Mr Burston said the ordinary rule about costs applied as there was a “substantial” verdict in his favour.
“Ms Hanson characterises the main factual issue in the case as being that Mr Burston had sexually harassed two of his staff, Ms Vairy and Ms Leach, which she had proved to be substantially true,” Justice Bromwich wrote in his decision on Wednesday.
“She relies upon the finding … that in Mr Burston’s desperation to have his perception and recollection of events accepted, he went beyond giving evidence of merely a different recollection of events and gave an account at key points that he must have known was ‘not correct’.”
“That phrase was carefully and deliberately chosen and largely related to his allegation that Ms Leach had sexually propositioned him, which I rejected.”
Justice Bromwich said he was urged by Senator Hanson to make a finding that Mr Burston had deliberately lied on oath and demanded there be no order as to costs.
But he said he was not satisfied and still ordered the costs.
Despite his decision, Justice Bromwich conceded he found Mr Buston to be an unsatisfactory witness and could not accept his evidence on the topic of sexual harassment.
“I am not satisfied that Ms Hanson has advanced any sufficient basis for departing from the usual rule that costs follow the event. To the contrary, I am satisfied that it is appropriate and in the interests of justice that the usual rule apply,” he wrote.
Senator Hanson has been ordered to pay the filing fee to the Supreme Court, the costs and disbursements incurred from March 17, 2022 including the costs of and incidental to the final judgment.
Justice Bromwich found Senator Hanson incorrectly said Mr Burston sexually abused a female colleague and falsely claimed he assaulted One Nation chief of staff James Ashby in the Great Hall of parliament.
“I find that both (imputations) were seriously damaging to Mr Burston’s reputation, being broadcast on a nationally broadcast television program watched by over 290,000 people at the time. They were both false,” Justice Bromwich wrote at the time.
In his decision, Justice Bromwich noted he accepted evidence given by other female staffers who had worked for Mr Burston that his behaviour towards them had at times been “objectively wrong and inappropriate”.
“Mr Burston had apparently not kept up with changes in society in relation to the rights of women, with the tide having turned even more decisively in recent years, most particularly in relation to the conduct of and around elected representatives and their staff,” Justice Bromwich wrote.

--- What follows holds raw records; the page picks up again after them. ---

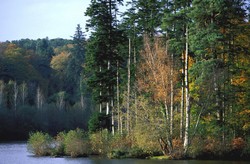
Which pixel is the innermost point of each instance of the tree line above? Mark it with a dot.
(167, 74)
(41, 87)
(172, 72)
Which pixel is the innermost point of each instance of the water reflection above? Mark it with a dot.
(16, 153)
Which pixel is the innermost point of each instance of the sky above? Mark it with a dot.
(33, 19)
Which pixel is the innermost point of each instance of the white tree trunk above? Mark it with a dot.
(118, 96)
(171, 95)
(39, 98)
(128, 85)
(15, 88)
(1, 91)
(24, 92)
(186, 137)
(100, 105)
(182, 99)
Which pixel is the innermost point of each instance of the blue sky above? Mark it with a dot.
(35, 19)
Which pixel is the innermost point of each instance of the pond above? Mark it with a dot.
(16, 153)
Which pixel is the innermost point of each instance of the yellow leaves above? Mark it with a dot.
(244, 117)
(239, 80)
(58, 62)
(155, 70)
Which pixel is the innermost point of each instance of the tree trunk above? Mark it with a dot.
(171, 96)
(23, 92)
(182, 98)
(128, 91)
(15, 88)
(186, 137)
(118, 96)
(1, 92)
(100, 105)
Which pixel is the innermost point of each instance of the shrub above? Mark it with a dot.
(76, 143)
(100, 142)
(40, 144)
(60, 145)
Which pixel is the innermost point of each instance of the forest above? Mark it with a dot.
(163, 77)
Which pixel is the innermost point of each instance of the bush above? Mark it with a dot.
(40, 144)
(60, 146)
(76, 143)
(100, 142)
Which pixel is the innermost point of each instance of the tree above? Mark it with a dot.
(154, 78)
(102, 55)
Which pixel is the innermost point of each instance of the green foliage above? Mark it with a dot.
(40, 144)
(98, 121)
(76, 143)
(100, 142)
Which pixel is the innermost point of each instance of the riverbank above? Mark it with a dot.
(77, 143)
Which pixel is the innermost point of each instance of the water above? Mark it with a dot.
(16, 153)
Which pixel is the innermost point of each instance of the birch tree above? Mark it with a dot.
(1, 92)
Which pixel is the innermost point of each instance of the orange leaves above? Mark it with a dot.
(155, 69)
(239, 80)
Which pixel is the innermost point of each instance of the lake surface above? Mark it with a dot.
(16, 153)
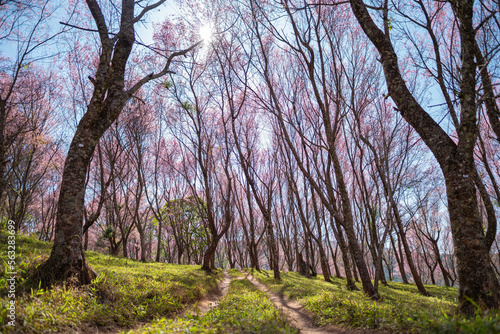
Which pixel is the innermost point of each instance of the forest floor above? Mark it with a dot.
(299, 317)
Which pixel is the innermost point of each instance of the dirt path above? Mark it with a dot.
(299, 317)
(211, 300)
(201, 307)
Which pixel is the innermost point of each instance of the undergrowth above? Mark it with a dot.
(401, 309)
(124, 292)
(243, 310)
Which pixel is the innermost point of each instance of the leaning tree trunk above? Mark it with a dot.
(67, 258)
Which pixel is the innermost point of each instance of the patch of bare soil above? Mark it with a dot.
(299, 317)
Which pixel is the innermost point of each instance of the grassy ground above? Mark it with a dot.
(402, 308)
(243, 310)
(124, 292)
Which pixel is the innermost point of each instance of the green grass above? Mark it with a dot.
(235, 273)
(402, 308)
(125, 291)
(243, 310)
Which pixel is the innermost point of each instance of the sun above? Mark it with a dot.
(206, 33)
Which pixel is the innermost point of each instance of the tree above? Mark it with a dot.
(478, 282)
(109, 97)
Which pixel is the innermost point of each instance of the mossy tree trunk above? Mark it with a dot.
(67, 259)
(478, 283)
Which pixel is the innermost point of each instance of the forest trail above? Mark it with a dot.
(211, 299)
(299, 317)
(201, 307)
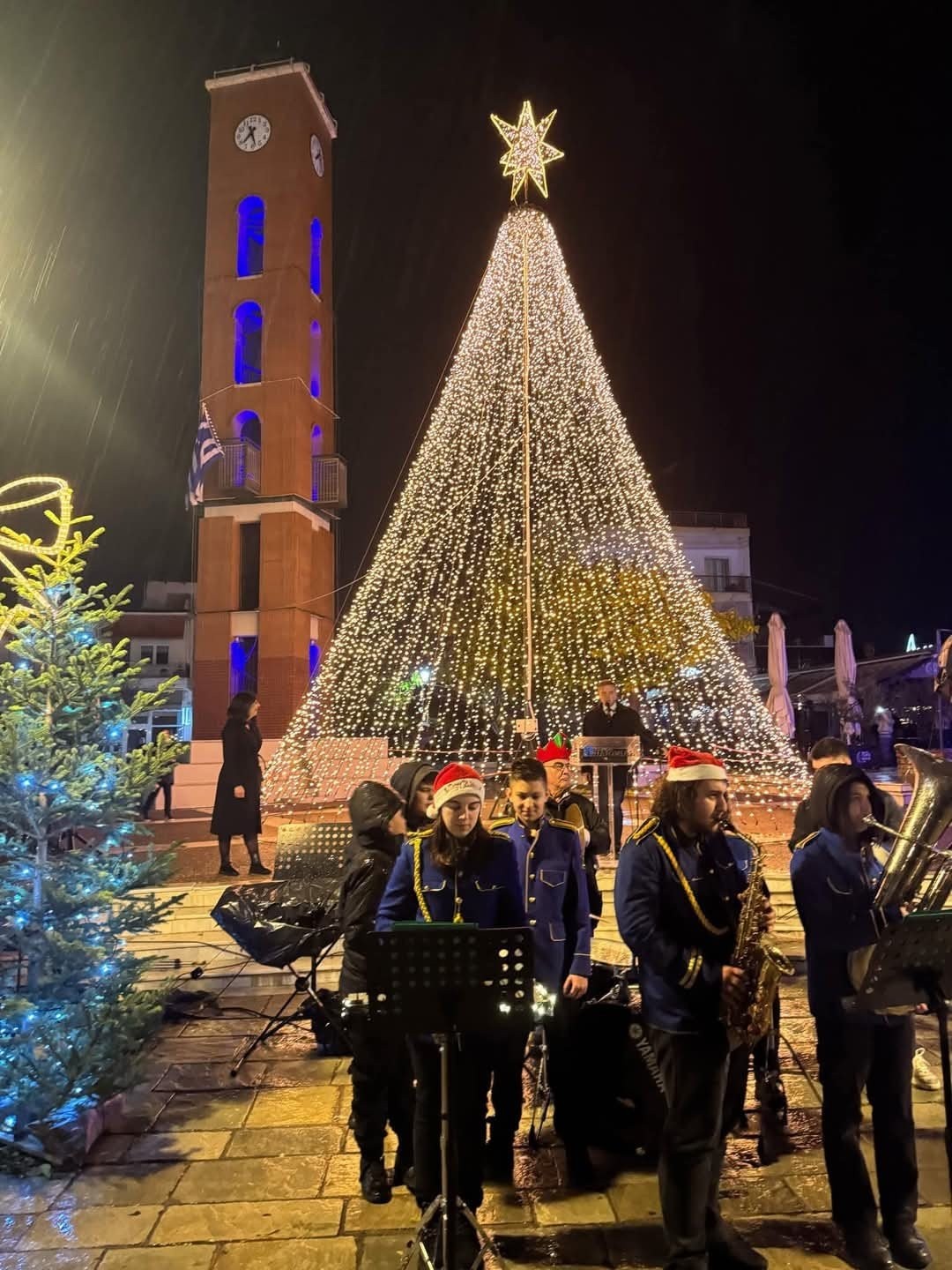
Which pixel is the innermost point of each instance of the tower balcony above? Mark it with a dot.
(329, 482)
(238, 471)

Justice Bromwich said he accepted evidence by former staffer Wendy Leach that at one point Mr Burston said to her words to the effect of, “Oh Wendy, you probably just need a good f**k”.
Ms Vairy gave evidence to the court that Mr Burston would comment on her looks, telling her she looked “sexy”. She also recalled “several events” where he allegedly kissed her on the lips.

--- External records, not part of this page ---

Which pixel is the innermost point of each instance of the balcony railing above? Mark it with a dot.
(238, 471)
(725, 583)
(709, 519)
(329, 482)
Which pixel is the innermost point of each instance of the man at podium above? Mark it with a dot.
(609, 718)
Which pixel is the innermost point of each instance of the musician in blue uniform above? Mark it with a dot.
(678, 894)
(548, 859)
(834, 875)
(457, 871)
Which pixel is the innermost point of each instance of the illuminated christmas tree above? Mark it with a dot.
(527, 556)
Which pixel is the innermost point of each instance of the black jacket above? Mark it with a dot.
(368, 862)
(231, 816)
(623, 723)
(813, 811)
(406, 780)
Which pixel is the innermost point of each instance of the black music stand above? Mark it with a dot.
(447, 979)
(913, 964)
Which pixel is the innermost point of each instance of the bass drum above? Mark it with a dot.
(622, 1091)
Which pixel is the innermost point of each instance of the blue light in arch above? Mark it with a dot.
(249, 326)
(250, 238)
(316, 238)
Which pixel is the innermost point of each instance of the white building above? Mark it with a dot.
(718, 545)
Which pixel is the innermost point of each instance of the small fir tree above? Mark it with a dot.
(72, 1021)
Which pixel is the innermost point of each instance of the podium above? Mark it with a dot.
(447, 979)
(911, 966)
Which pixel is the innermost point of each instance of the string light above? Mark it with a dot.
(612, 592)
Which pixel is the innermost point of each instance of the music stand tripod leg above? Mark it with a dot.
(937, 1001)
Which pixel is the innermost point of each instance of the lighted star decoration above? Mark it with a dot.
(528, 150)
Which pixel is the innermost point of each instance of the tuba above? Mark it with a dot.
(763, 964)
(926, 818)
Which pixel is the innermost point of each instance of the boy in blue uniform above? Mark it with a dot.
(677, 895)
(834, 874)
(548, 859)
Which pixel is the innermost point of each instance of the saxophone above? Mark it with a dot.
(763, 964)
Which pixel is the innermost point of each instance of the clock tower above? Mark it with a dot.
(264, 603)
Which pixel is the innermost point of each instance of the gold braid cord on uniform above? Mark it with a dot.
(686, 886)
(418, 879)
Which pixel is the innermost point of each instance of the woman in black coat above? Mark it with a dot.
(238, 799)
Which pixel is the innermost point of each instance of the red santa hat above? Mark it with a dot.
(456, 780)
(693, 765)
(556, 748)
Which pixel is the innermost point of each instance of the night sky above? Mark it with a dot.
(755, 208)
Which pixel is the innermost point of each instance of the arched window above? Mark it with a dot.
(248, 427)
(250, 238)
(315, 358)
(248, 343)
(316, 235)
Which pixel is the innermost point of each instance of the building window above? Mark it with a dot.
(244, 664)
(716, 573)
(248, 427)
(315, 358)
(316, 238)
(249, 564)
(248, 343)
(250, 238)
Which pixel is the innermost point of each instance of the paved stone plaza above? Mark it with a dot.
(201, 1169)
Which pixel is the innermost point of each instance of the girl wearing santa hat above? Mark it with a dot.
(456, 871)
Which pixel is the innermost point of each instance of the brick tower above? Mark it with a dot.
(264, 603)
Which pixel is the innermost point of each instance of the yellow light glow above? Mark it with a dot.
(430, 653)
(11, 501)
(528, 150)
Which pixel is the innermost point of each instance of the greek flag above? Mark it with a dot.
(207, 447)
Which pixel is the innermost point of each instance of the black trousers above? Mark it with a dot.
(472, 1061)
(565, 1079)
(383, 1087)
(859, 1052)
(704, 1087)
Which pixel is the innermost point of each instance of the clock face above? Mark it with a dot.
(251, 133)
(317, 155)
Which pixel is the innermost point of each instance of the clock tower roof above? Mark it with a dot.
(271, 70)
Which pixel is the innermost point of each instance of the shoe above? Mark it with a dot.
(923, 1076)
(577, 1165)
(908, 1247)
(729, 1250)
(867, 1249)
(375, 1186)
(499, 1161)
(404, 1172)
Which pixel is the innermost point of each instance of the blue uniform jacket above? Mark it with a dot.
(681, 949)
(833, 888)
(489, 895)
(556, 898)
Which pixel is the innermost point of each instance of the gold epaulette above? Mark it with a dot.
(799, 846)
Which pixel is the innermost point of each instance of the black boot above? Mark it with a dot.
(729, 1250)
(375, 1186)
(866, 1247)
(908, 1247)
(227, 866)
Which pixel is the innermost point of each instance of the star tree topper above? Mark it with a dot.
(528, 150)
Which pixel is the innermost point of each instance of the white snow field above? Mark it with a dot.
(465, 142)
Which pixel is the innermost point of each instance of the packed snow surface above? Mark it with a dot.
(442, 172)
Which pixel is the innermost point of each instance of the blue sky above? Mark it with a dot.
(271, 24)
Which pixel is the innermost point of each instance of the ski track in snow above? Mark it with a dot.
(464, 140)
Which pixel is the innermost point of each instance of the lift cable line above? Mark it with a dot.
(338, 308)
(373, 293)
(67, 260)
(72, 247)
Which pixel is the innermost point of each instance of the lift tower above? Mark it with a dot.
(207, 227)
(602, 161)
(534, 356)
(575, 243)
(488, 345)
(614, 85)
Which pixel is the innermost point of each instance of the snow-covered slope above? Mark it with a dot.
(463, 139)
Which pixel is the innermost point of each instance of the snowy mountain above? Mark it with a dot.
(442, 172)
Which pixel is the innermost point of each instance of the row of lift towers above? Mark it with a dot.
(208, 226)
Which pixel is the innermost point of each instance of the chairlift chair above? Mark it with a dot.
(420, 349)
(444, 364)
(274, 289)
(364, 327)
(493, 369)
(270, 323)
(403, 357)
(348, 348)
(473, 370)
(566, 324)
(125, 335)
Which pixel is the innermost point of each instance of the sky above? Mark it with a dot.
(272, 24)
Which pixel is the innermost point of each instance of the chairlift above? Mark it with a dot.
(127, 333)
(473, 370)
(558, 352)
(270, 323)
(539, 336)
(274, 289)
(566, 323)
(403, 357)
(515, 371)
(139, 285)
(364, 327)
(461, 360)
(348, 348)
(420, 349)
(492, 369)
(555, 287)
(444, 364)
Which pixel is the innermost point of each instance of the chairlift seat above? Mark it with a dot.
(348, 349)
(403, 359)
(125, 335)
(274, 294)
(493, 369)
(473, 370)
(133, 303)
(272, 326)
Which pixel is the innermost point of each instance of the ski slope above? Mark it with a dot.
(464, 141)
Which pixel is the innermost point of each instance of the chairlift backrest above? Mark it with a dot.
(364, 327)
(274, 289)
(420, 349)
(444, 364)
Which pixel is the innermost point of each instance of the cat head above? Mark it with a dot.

She said Mr Burston “cupped” her face and kissed her “hard” after one particular work meeting.
Justice Bromwich said he strongly preferred the version of events given by the two women to that of Mr Burston, who he said “crossed an important line” towards “giving an account that he must have known was not correct”.
Senator Hanson was represented in the case by prominent defamation lawyer Sue Chrysanthou SC.